「なでしこドレミソラ」4巻5巻同時発売。

kenkyukan2018-11-15

 今月のきららフォワードの新刊から「なでしこドレミソラ」(みやびあきの)の4巻、そして最終巻となる5巻が同時に発売されました。さらに続く予定もあったようですが、同時発売のこの4巻・5巻をもって完結。フォワードの連載の中でも、非常に評価の高い作品でもあったので、この決定は意外で、終了を惜しむ声は多数聞かれたと思います。わたしも出来ればもっと続いてほしかったですが、ただここで完結としても文句のない作品でもありました。
 「なでしこドレミソラ」は、きららフォワードで2016年から始まった連載。和楽器を演奏するバンドに取り組む女の子たちの活動を描いた作品でした。和楽器の音やその世界に魅せられた彼女たちのひたむきな思い、楽しみながらも真剣な活動ぶりが印象に残るストーリーで、ひとりひとりのキャラクターを掘り下げたエピソードは、いずれも強く引き込まれるものがあったと思います。

 ひとつこの作品ならではの特徴として、「和楽器でのバンド」という日本でもそれほど知られていない活動に取り組む際の苦労が、丹念に描かれていることがあります。主人公の演奏する三味線を始めとして、尺八や筝など、個々の和楽器についてはまだ知られていると思いますが、それらを組み合わせた音楽活動となると、まだあまり触れたことがない人が多いでしょうし、そうした音楽を聞いてもらうための工夫、努力が描かれている点も、注目すべきポイントだったと思います。

 もうひとつ、当初から注目されたポイントとして、作中で奏でられる「音」の表現に特筆すべきものがありました。楽器での演奏シーンにおいて、そこから流れる音が、まるで帯のように川のように、華やかな色彩で彩られた流れで表現される。これは、他の作品ではあまり見られなかった表現で、初めて見た時には目を奪われました。流麗かつ澄んだ音を奏でる和楽器の魅力を存分に出していたと思いますし、これには実際に和楽器に触れている読者の間からも大きな反応があったようです。
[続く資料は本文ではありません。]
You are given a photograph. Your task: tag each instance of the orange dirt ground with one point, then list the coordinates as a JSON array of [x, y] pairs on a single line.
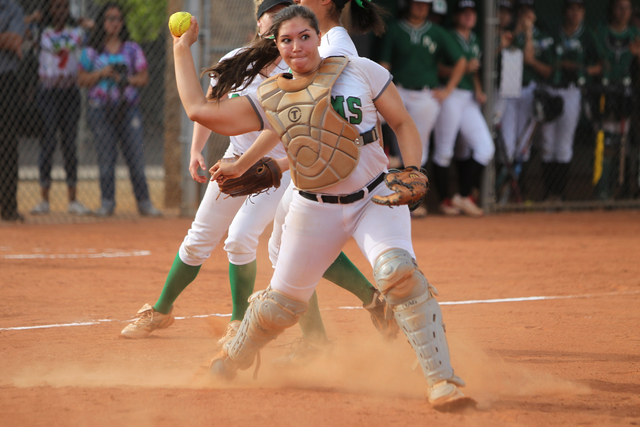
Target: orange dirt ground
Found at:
[[572, 360]]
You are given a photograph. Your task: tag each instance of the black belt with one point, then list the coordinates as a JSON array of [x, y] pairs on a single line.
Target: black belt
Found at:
[[343, 200]]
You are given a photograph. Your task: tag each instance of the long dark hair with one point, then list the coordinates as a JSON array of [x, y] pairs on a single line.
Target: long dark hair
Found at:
[[365, 18], [97, 37], [238, 72], [47, 18]]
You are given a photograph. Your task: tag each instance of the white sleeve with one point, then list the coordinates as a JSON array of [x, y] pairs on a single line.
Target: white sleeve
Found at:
[[257, 107], [337, 42], [378, 77], [231, 54]]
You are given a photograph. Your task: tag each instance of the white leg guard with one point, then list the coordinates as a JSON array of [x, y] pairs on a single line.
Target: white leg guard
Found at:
[[268, 315], [419, 316]]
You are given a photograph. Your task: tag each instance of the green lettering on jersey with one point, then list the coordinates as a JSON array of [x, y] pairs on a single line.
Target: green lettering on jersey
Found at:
[[352, 104], [338, 105]]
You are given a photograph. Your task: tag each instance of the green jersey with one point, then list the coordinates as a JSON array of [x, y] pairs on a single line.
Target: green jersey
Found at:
[[471, 50], [543, 46], [579, 48], [414, 53], [615, 53]]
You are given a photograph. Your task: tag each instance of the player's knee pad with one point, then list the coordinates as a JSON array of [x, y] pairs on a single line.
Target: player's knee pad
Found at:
[[398, 277], [269, 314], [418, 314], [191, 255], [239, 253]]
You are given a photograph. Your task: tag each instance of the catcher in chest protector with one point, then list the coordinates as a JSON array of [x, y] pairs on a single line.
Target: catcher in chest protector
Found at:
[[337, 171]]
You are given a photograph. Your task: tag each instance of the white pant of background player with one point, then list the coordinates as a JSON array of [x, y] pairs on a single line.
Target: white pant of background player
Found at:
[[244, 219], [558, 135], [423, 109], [516, 117], [460, 117]]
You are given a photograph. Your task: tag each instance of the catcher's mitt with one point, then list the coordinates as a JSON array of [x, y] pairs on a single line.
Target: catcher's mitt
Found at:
[[410, 186], [262, 175]]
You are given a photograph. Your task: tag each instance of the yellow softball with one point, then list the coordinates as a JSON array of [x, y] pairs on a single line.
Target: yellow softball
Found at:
[[179, 22]]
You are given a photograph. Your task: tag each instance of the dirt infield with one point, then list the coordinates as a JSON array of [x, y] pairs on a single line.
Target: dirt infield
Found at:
[[572, 358]]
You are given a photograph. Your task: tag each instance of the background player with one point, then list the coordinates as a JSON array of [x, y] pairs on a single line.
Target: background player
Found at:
[[411, 50], [577, 60], [538, 56], [460, 118], [318, 225]]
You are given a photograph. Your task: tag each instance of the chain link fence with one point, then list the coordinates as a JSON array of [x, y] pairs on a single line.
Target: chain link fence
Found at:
[[563, 115]]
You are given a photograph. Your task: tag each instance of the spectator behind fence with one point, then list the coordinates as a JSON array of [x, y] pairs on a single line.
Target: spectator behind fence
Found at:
[[619, 45], [113, 68], [461, 119], [576, 61], [58, 99], [12, 31], [537, 54], [411, 50]]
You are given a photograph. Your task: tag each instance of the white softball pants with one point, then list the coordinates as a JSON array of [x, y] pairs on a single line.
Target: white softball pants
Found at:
[[245, 218], [314, 234], [515, 118], [557, 136], [423, 109], [460, 115]]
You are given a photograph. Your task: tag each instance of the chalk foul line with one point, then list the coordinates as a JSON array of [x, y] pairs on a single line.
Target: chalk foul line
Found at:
[[467, 302], [77, 256]]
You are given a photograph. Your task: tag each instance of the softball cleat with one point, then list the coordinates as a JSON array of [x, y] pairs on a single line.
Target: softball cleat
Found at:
[[148, 321], [229, 333]]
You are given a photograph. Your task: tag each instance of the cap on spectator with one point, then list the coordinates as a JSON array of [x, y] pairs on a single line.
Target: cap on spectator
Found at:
[[268, 4], [506, 4], [439, 7], [465, 4]]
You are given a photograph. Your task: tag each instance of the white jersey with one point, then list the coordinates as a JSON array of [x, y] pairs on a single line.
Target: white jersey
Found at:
[[337, 42], [241, 143], [353, 94]]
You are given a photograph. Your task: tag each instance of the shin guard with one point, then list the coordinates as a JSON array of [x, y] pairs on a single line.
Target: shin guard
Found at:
[[418, 314]]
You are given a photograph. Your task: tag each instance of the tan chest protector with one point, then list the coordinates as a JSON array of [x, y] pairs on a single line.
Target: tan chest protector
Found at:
[[323, 148]]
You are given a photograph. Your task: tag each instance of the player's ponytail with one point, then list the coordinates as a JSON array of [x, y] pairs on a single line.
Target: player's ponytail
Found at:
[[364, 16], [236, 73]]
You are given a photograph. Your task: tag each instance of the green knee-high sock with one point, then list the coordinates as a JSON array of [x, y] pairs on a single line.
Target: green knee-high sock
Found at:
[[242, 279], [311, 323], [346, 275], [178, 279]]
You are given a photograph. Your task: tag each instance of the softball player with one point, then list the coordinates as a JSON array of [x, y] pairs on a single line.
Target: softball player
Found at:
[[319, 224], [217, 214], [538, 52], [619, 46], [576, 60], [245, 222], [335, 41], [411, 50], [460, 118]]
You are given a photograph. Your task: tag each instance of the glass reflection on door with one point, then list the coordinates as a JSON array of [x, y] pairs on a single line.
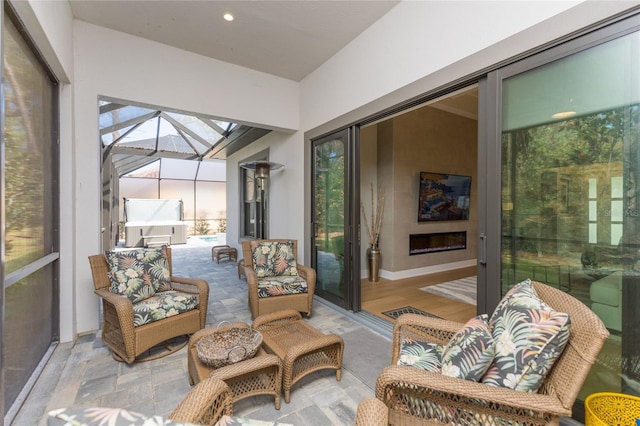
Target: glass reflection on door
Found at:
[[570, 192], [329, 217]]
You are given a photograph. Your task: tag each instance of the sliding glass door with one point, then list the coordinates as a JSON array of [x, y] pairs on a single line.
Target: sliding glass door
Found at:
[[332, 207], [29, 325], [567, 146]]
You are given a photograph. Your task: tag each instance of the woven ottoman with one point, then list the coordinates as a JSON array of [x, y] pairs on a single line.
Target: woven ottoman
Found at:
[[260, 375], [301, 348], [223, 252]]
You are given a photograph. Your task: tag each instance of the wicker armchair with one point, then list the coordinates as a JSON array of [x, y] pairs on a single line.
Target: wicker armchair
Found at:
[[408, 395], [301, 302], [205, 404], [118, 331]]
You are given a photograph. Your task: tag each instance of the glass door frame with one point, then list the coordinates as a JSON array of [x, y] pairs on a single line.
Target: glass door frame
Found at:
[[351, 267], [490, 149]]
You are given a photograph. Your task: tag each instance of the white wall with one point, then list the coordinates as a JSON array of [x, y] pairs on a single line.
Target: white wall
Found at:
[[121, 66], [416, 39]]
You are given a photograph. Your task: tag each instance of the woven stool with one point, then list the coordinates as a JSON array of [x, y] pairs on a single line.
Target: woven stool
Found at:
[[224, 251], [260, 375], [301, 348]]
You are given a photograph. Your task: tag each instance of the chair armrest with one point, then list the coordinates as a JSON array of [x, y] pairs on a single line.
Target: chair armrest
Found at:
[[122, 305], [252, 288], [372, 412], [276, 319], [422, 328], [309, 275], [393, 379], [194, 286]]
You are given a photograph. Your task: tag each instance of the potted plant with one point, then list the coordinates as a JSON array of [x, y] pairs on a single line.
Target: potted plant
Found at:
[[373, 230]]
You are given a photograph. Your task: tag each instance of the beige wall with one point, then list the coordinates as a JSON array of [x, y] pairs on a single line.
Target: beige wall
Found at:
[[426, 139]]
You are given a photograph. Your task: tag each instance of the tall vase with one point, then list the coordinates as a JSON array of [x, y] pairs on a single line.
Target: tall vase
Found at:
[[373, 262]]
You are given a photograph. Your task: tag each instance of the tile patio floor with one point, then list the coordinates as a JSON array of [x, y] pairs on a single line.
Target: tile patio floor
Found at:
[[83, 373]]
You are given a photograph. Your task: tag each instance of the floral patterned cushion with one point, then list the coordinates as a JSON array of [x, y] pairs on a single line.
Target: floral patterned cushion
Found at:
[[98, 416], [279, 286], [470, 351], [163, 304], [138, 274], [424, 355], [271, 259], [529, 336]]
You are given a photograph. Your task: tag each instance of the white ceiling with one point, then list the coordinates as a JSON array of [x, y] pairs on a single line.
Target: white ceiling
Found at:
[[289, 39]]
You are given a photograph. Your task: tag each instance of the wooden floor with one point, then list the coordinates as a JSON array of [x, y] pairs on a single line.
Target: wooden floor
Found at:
[[385, 295]]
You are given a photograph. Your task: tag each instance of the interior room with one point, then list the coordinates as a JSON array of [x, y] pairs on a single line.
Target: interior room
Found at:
[[394, 152]]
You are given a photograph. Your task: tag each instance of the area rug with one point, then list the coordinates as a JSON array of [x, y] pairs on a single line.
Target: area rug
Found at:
[[463, 290], [395, 313]]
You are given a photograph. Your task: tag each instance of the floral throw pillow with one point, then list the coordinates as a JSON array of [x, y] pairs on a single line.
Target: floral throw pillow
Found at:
[[470, 351], [424, 355], [529, 337], [138, 274], [272, 259]]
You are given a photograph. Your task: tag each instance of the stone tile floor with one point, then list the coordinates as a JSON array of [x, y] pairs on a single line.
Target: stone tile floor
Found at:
[[83, 373]]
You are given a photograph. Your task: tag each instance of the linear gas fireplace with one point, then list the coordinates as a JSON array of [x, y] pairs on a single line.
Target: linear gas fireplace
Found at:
[[437, 241]]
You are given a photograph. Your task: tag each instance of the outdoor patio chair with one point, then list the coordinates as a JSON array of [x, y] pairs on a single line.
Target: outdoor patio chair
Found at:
[[406, 394], [276, 281], [143, 303]]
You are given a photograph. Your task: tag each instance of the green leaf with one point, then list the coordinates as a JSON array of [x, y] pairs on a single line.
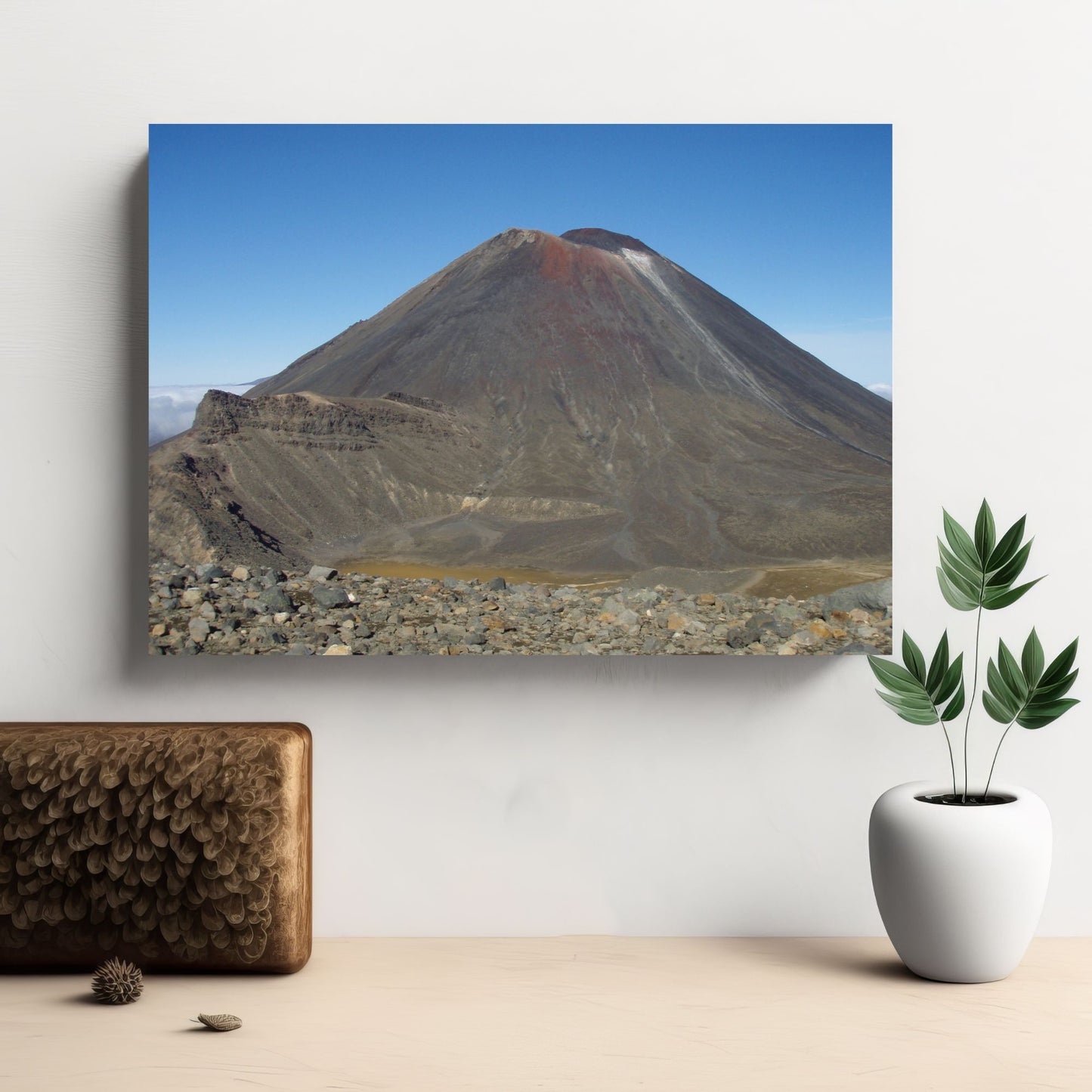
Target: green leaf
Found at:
[[938, 665], [1050, 708], [999, 600], [950, 561], [984, 533], [1031, 659], [972, 589], [912, 657], [998, 711], [952, 595], [1060, 667], [956, 706], [1011, 674], [1001, 694], [952, 679], [922, 716], [1011, 569], [895, 677], [1057, 689], [1040, 718], [961, 543], [1008, 545]]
 連載が続く予定でもあったので、これから先もさらに素晴らしい音の演出を見たかった思いもありますが、ただ5巻までのストーリーでも大きな盛り上がりを見せて綺麗にまとめられており、キャラクターたちが奏でる和楽器、その音に対する思いは十分に伝わるものがありました。名作だと思いますし、完結した今からでもさらに多くの人に読まれてほしいと思います。